Joshua tree might have Toe Jam Death Belay, or maybe Walk on the Wild Side / Right On, since a fair bit of drama happens pretty reg on that saddle.

Wonder what Yosemite might have... I know a story of a hardwoman taking her very fit, very beginner husband up Serenity Crack as one of his first rock climbs (I don't know how that ended up...) and from below witnessed a blowout good 'nuff for TLC. But I don't climb there much, and am not within earshot for 'the good stuff.'

Any others I'm missing?

Trad climber
the middle of CA
Mar 31, 2013 - 11:24pm PT
The first (and last) time my wife climbed anything besides a top-rope was snake dike and she started crying. Luckily she's forgiving!

Trad climber
PDX, North Slope, The Open Road
Mar 31, 2013 - 11:53pm PT
I saw THE most epic couple meltdown on Cathedral Peak in Tuolumne once - the girl was crying, screaming at her BF, she was wearing what looked to be a 50 pound pack...

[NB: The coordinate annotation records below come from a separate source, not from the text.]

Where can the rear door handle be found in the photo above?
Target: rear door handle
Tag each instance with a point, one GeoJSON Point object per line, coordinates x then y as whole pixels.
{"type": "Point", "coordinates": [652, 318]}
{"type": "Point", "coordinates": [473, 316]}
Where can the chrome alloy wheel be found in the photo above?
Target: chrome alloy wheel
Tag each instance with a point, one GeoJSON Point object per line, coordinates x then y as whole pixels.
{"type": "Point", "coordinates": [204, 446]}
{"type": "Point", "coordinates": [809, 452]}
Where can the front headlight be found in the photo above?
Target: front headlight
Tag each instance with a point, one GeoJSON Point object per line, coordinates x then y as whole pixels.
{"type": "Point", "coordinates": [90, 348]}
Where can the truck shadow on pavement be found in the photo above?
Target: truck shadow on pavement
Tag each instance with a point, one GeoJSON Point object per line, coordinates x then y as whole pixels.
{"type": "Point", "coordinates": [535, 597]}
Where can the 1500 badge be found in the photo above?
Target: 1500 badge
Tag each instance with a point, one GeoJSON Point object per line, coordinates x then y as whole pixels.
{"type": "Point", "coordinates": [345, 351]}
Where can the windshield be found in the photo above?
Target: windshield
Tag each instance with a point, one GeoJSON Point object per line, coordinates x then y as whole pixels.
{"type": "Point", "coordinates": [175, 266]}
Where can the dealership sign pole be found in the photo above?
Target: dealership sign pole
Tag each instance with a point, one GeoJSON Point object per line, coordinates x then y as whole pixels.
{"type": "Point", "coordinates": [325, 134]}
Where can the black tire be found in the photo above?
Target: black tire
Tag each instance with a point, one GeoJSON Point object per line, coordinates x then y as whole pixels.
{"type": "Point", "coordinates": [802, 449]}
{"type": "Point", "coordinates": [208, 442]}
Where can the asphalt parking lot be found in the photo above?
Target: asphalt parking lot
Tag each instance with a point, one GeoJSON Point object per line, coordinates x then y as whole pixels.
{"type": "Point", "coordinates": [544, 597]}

"Just get your foot up a little bit higher baby"


After we got above them a bit, I could hear her ripping into him - "I can't believe you took me on this/I'm not having fun/this is horrible..."

Maybe was a break-up?

I guess any climb could be a break up climb depending on the couple/party.

Apr 1, 2013 - 12:01am PT
Almost anything with an offwidth.

Trad climber
reno, nv
Apr 1, 2013 - 12:23am PT
Why not go big wall style... you lead free climbing, she follows you up and cleans using ascenders on the fixed rope? Or vica versa. But then, of course, the ethics police might blast you.
Jerry Dodrill

Apr 1, 2013 - 12:25am PT
As mentioned above, Cathedral Peak has to be a contender. I personally know of two different guys who dragged their girl up, which subsequently turned into a last date. In both cases he was have a fantastic day leading heroically to an impressive summit, and she was doing fine... just f*#king fine.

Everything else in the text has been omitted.